Commentary by Eoin Treacy

Miners can't operate with gold below $1,500

This article by Kevin Crowley for Mineweb may be of interest to subscribers. Here is a section
The decision by Newcrest Mining Ltd. (NCM), Australia's biggest producer, to write down the value of its mines by as much as A$6 billion ($5.5 billion), will lead to the biggest one-time charge in gold mining history. Rivals such as Barrick Gold Corp. (ABX), the biggest producer, and Newmont Mining Corp. may be next, according to Jefferies International Ltd.

“There's going to be significant rationalizing in the gold industry,” Holland said. “You can't keep mines producing if they're losing money.”
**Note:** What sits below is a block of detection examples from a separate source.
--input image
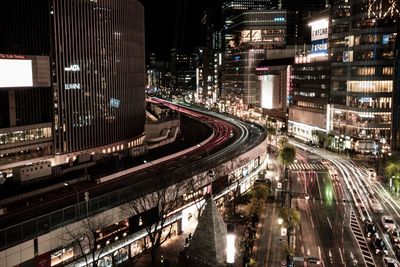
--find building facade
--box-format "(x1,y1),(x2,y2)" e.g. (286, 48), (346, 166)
(329, 0), (399, 153)
(223, 10), (286, 107)
(0, 0), (145, 172)
(288, 13), (330, 145)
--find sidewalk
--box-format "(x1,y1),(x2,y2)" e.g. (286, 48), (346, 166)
(134, 198), (286, 267)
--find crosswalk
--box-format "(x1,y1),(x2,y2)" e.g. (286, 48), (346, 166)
(288, 163), (326, 170)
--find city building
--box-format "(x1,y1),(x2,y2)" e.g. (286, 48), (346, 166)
(256, 56), (294, 132)
(278, 0), (330, 46)
(170, 49), (196, 94)
(328, 0), (399, 154)
(0, 1), (53, 182)
(288, 10), (330, 144)
(222, 10), (286, 109)
(0, 0), (145, 180)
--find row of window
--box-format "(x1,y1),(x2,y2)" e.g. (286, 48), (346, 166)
(0, 127), (52, 145)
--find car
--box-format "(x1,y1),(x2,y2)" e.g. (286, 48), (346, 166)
(383, 257), (399, 267)
(364, 220), (377, 237)
(393, 243), (400, 259)
(368, 196), (383, 213)
(368, 168), (376, 179)
(381, 215), (396, 230)
(371, 237), (388, 255)
(389, 229), (400, 244)
(307, 256), (321, 264)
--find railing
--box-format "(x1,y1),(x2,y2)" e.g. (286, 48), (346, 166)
(0, 119), (267, 250)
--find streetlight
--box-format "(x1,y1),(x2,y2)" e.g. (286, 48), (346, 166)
(226, 223), (236, 266)
(64, 182), (80, 217)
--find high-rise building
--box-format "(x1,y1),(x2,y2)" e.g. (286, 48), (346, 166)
(329, 0), (399, 154)
(288, 10), (330, 144)
(278, 0), (329, 45)
(391, 19), (400, 151)
(223, 10), (286, 107)
(170, 49), (196, 93)
(0, 0), (145, 176)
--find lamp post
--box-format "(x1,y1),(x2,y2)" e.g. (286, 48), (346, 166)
(226, 223), (236, 266)
(64, 182), (80, 217)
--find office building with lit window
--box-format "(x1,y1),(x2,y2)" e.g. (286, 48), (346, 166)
(328, 0), (399, 154)
(222, 10), (286, 107)
(288, 10), (330, 145)
(0, 0), (145, 178)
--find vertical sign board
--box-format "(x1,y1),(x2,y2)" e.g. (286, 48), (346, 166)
(309, 18), (329, 56)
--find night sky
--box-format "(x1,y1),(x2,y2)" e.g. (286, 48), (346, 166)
(139, 0), (221, 60)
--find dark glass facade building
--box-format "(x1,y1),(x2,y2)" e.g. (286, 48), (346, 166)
(222, 10), (286, 106)
(0, 0), (53, 168)
(0, 0), (145, 161)
(330, 0), (399, 153)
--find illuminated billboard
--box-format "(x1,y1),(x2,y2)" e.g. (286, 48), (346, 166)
(258, 75), (279, 109)
(309, 18), (329, 56)
(0, 59), (33, 87)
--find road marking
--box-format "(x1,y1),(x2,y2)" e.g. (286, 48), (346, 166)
(339, 248), (346, 264)
(350, 209), (376, 267)
(315, 172), (324, 204)
(265, 205), (275, 262)
(318, 246), (325, 266)
(326, 217), (332, 229)
(310, 214), (314, 228)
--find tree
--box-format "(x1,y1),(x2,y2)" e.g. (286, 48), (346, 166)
(278, 136), (289, 148)
(385, 160), (400, 194)
(279, 144), (296, 179)
(123, 181), (187, 266)
(279, 208), (300, 256)
(312, 130), (328, 147)
(267, 126), (276, 144)
(64, 216), (111, 267)
(187, 171), (214, 220)
(250, 183), (269, 213)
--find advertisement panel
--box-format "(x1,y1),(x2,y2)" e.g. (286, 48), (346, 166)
(309, 18), (329, 56)
(0, 59), (33, 88)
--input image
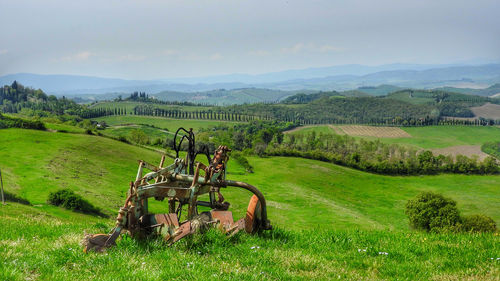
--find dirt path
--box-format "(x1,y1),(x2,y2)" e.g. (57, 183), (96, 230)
(431, 145), (489, 161)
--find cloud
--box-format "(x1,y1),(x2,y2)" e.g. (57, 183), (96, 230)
(281, 42), (344, 54)
(248, 50), (271, 57)
(59, 51), (94, 62)
(162, 49), (178, 56)
(118, 54), (146, 61)
(281, 43), (304, 54)
(208, 53), (222, 60)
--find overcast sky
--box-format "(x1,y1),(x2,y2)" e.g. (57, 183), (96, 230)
(0, 0), (500, 79)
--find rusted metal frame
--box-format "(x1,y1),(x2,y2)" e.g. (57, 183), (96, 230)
(0, 167), (5, 205)
(137, 182), (211, 200)
(221, 180), (271, 230)
(136, 162), (179, 182)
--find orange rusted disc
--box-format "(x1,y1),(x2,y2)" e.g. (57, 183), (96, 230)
(245, 195), (261, 233)
(83, 234), (109, 253)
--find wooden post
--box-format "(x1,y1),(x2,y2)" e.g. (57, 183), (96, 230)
(0, 167), (5, 205)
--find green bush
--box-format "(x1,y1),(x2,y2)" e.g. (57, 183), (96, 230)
(4, 191), (31, 205)
(405, 192), (461, 232)
(231, 151), (253, 173)
(462, 215), (497, 232)
(47, 189), (103, 216)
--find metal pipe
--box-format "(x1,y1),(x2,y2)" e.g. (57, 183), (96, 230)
(0, 167), (5, 205)
(223, 180), (271, 230)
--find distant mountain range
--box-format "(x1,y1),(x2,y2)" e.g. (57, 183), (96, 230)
(0, 64), (500, 103)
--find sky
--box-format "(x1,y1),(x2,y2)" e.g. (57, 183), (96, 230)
(0, 0), (500, 79)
Gold Fields's South Deep mine in South Africa is one of the few mines that could survive at the current gold price of 1,230 an ounce, Holland said. The mine's size and the fact that it's largely mechanized, meaning it's less reliant on labor demanding pay rises, will help keep costs low, he said.

The Bloomberg Research Global Mining & Exploration Index has fallen 41 percent since April 9, while gold has dropped 22.3 percent amid its biggest three-month decline on record.

Eoin Treacy's view Gold miners let costs get out of control over the last decade and are now being brought to heel. A marginal cost of production at $1500 is high by any standard. This suggests that the companies who survive will be those best equipped to control costs. Writing down overvalued assets, renegotiating labour contracts, cancelling expansion projects, managing energy costs and lobbying governments are all likely to play a part in this process.

The NYSE Arca Gold BUGS Index decline reflects the sector's poor fundamentals but it has fallen to such an extent and is so short-term oversold that potential for at least a relief rally has increased. A break in the progression of lower rally highs, currently near 300, would be required to break the medium-term downtrend.

According to its 2012 annual report RandGold Resources has a total cost per ounce of between $700 and $750. The company increased its dividend this year by 25% and yields 0.77%. The share has halved since October, but found at least short-term support in the region of 4000p last week and an unwind of the oversold condition appears to be underway.

Franco Nevada as a royalty company is also noteworthy at this stage. The share currently yields 2% but has an admirable dividend growth rate averaging more than 30% over the last five years. The share halved between September and the end of June but found at least short-term support last week and an unwind of the short-term oversold condition appears to be underway.